数据操作语句

-- 例表
CREATE EXTERNAL TABLE page_view_stg(
viewTime INT,
userid BIGINT,
page_url STRING,
referrer_url STRING,
ip STRING COMMENT 'IP Address of the User',
country STRING COMMENT 'country of origination'
) COMMENT 'This is the staging page view table'
ROW FORMAT DELIMITED FIELDS TERMINATED BY '44' LINES TERMINATED BY '12'
STORED AS TEXTFILE
LOCATION '/user/data/staging/page_view';

将文件加载到表中

Hive 在将数据加载到表中时不做任何转换。加载操作目前是纯复制/移动操作,将数据文件移动到对应于 Hive 表的位置。

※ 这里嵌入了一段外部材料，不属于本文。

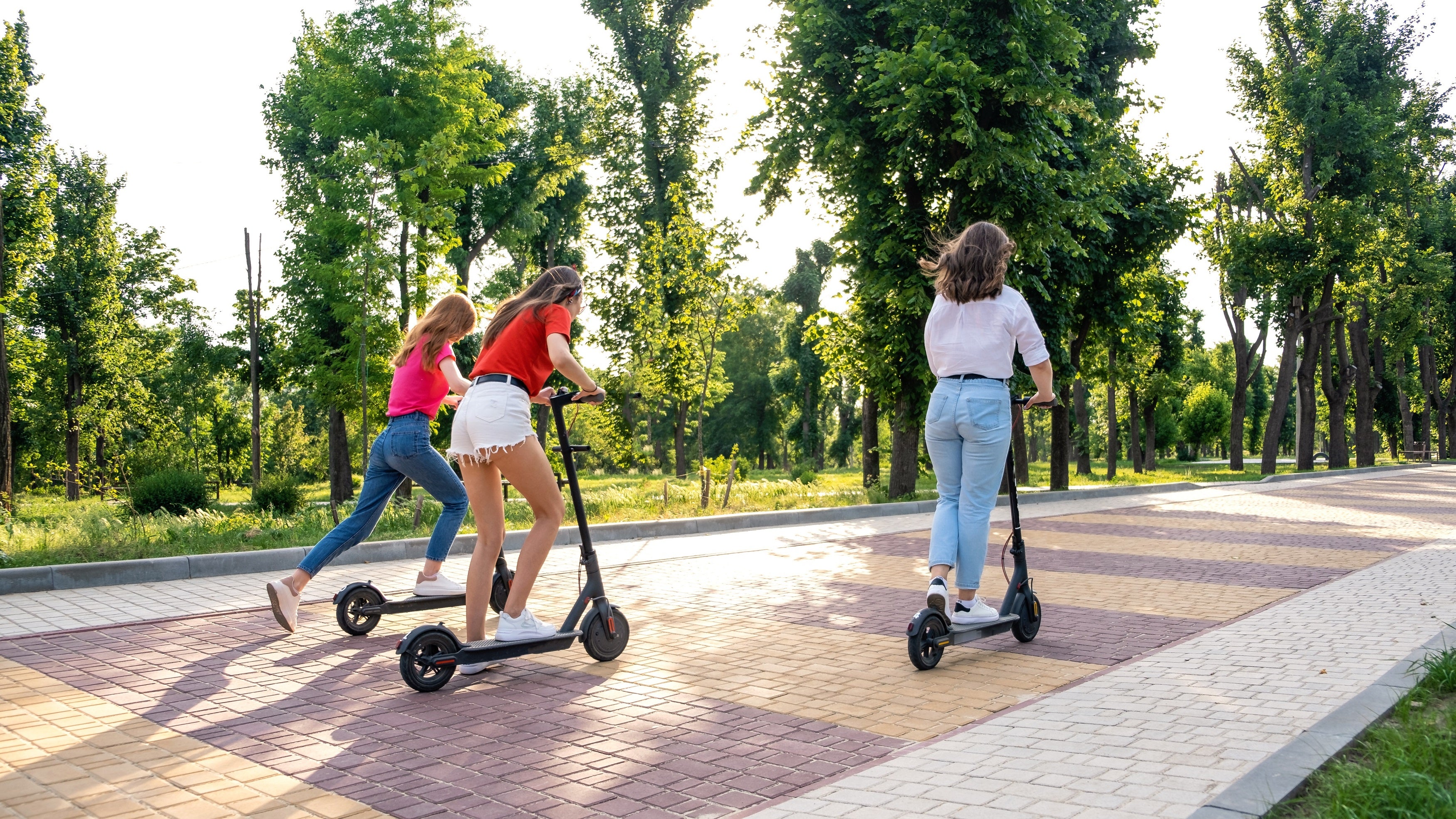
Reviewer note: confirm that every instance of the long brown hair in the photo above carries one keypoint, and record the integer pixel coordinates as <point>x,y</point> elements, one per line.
<point>451,318</point>
<point>552,287</point>
<point>973,265</point>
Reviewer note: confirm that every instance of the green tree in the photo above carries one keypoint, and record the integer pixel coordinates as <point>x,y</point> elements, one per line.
<point>924,116</point>
<point>1205,415</point>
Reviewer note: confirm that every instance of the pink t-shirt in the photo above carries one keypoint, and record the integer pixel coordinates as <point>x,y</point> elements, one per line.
<point>416,391</point>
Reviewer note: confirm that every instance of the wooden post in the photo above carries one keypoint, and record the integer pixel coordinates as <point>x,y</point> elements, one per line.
<point>733,470</point>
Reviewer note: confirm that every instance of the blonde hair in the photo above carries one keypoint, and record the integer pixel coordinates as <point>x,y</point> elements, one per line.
<point>451,318</point>
<point>552,287</point>
<point>973,265</point>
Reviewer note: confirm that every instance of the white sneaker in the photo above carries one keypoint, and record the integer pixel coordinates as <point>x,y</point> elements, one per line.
<point>437,587</point>
<point>286,604</point>
<point>938,596</point>
<point>523,628</point>
<point>973,614</point>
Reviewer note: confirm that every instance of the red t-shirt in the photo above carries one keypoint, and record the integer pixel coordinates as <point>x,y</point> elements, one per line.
<point>520,350</point>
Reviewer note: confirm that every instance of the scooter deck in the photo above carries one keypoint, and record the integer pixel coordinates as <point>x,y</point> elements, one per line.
<point>972,633</point>
<point>487,651</point>
<point>413,604</point>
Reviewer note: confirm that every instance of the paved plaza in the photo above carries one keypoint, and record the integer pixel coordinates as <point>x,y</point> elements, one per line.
<point>1186,638</point>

LOAD DATA [LOCAL] INPATH 'filepath' 
[OVERWRITE] INTO TABLE tablename
[PARTITION (partition_spec)]
[INPUTFORMAT 'inputformat' SERDE 'serde'] -- (hive 3.0 or late)
  • filepath 可以是相对路径或绝对路径
  • 关键字 LOCAL 标识符指定本地路径,否则为hdfs路径
  • 关键字 OVERWRITE 指定覆盖目标表(或分区)中的数据,否则将添加到表中。
LOAD DATA LOCAL INPATH /tmp/pv_2008-06-08_us.txt INTO TABLE page_view PARTITION(date='2008-06-08', country='US')

LOAD DATA INPATH '/user/data/pv_2008-06-08_us.txt' INTO TABLE page_view PARTITION(date='2008-06-08', country='US')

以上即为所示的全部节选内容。